The big news in the weeks after the presidential election — both in the national press and in the HVACR world — was President-elect Trump coming to an agreement with Carrier Corp. on the amount of jobs that will be staying in the manufacturer’s Indianapolis factory.
This was paramount to Trump’s campaign, as he often bashed the manufacturer on the stump. Of course, that number of jobs staying was different depending on who was being quoted. I have heard anything from 700 to 1,100 jobs.
Personally, I don’t like the way Trump stepped in and assumed he knew what was best for American business. Companies make investments because they think they are best for all their employees and bottom lines. They should be able to make their own choices.
The picking of winners and losers is what we have had the last eight years with the current administration giving subsidies to certain companies because they felt their technology was the future of America — we are looking at you Solyndra.
I also was not a big fan of Trump announcing that “Carrier will sell lots and lots of air conditioners” from the factory he just toured — a factory that produces furnaces.
But the future president can make up for that if he starts tackling the bigger issues like regulations and the corporate tax rate. That is what will inevitably bring jobs back to the U.S.
KEEPING UP THE CONVERSATION
This is where those in the HVAC industry need to have their voices heard. With a new administration ready to take power — headed by an individual who has never served in public office before — now is the time for the industry to ramp up its lobbying efforts.
The industry is light years ahead of where it was 10 years ago in this effort. Every major association has at least one day where members head to Capitol Hill to explain the issues that are important to them. I urge you to check with the associations you are a member of and look into attending one of the events.
More importantly, every segment of the industry is talking to one another about how to speak with one voice as frequently as they can. Different parts of the industry can sometimes have different goals so they cannot always be reading from the exact same page of the book. But the things they agree on far outweigh the items they disagree on.

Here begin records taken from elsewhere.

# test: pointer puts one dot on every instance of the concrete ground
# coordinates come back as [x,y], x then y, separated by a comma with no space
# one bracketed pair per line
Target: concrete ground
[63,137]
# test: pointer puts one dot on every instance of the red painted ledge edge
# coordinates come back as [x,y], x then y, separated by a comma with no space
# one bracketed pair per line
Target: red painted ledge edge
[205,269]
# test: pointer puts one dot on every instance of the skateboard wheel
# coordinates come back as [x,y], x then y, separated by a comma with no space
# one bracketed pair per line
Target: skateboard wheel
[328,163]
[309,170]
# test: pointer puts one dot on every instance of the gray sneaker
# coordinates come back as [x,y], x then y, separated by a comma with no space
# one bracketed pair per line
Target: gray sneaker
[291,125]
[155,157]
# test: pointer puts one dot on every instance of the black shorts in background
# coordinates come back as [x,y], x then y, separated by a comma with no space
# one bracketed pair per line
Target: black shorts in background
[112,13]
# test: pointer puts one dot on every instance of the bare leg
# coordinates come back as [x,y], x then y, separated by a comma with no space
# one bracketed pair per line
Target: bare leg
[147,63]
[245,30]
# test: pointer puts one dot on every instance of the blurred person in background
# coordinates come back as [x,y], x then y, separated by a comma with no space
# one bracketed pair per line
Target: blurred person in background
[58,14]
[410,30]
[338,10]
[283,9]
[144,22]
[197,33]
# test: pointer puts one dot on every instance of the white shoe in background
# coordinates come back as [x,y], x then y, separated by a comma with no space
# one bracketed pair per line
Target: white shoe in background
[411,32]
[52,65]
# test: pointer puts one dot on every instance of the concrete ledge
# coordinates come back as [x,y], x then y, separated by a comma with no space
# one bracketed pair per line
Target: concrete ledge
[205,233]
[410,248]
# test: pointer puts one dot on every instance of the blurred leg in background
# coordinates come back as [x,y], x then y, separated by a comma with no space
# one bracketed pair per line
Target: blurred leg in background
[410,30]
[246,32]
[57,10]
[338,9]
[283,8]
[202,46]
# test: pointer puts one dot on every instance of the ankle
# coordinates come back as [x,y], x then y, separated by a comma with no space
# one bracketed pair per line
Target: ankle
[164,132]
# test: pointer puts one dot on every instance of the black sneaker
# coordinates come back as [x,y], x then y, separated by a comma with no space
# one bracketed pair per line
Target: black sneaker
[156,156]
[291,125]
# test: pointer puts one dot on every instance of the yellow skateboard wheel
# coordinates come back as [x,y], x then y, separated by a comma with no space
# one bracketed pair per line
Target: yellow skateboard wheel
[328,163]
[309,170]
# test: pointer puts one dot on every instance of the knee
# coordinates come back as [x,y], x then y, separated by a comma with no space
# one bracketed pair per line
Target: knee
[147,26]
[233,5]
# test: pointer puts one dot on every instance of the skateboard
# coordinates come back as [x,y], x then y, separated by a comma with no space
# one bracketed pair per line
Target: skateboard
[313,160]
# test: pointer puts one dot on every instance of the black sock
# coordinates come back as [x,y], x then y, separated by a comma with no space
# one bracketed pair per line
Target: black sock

The important part is the industry’s voice is being heard.
AHRI has done a great job of making sure the mainstream media is aware that the association can be used as a source for any article on the industry. The issues facing this industry are complex and sometimes the best-intentioned lawmakers will assume the industry is thinking one way when in fact it is the direct opposite.
A good example of this is the Energy Policy and Conservation Act (EPCA). This is a 1975 law that the current Democratic administration was using very aggressively to help enact President Obama’s climate action plan. AHRI has been laying the groundwork the last two years to reform EPCA.
There are pieces of EPCA that are very vital to the HVACR industry. Specifically, the federal preemption section of the law is something many in the industry want to continue. If that were to be repealed, the industry would have to fight regulations at the state level with California undoubtedly being the biggest thorn in the industry’s side.
AHRI has already said the efficiency advocates are much more willing to talk than they were a few months ago. I wonder what changed their minds?
I urge those in the industry sitting on the sidelines to get in the game. Be part of the solutions that will make your work life a lot easier.
Let’s make the HVAC industry great again!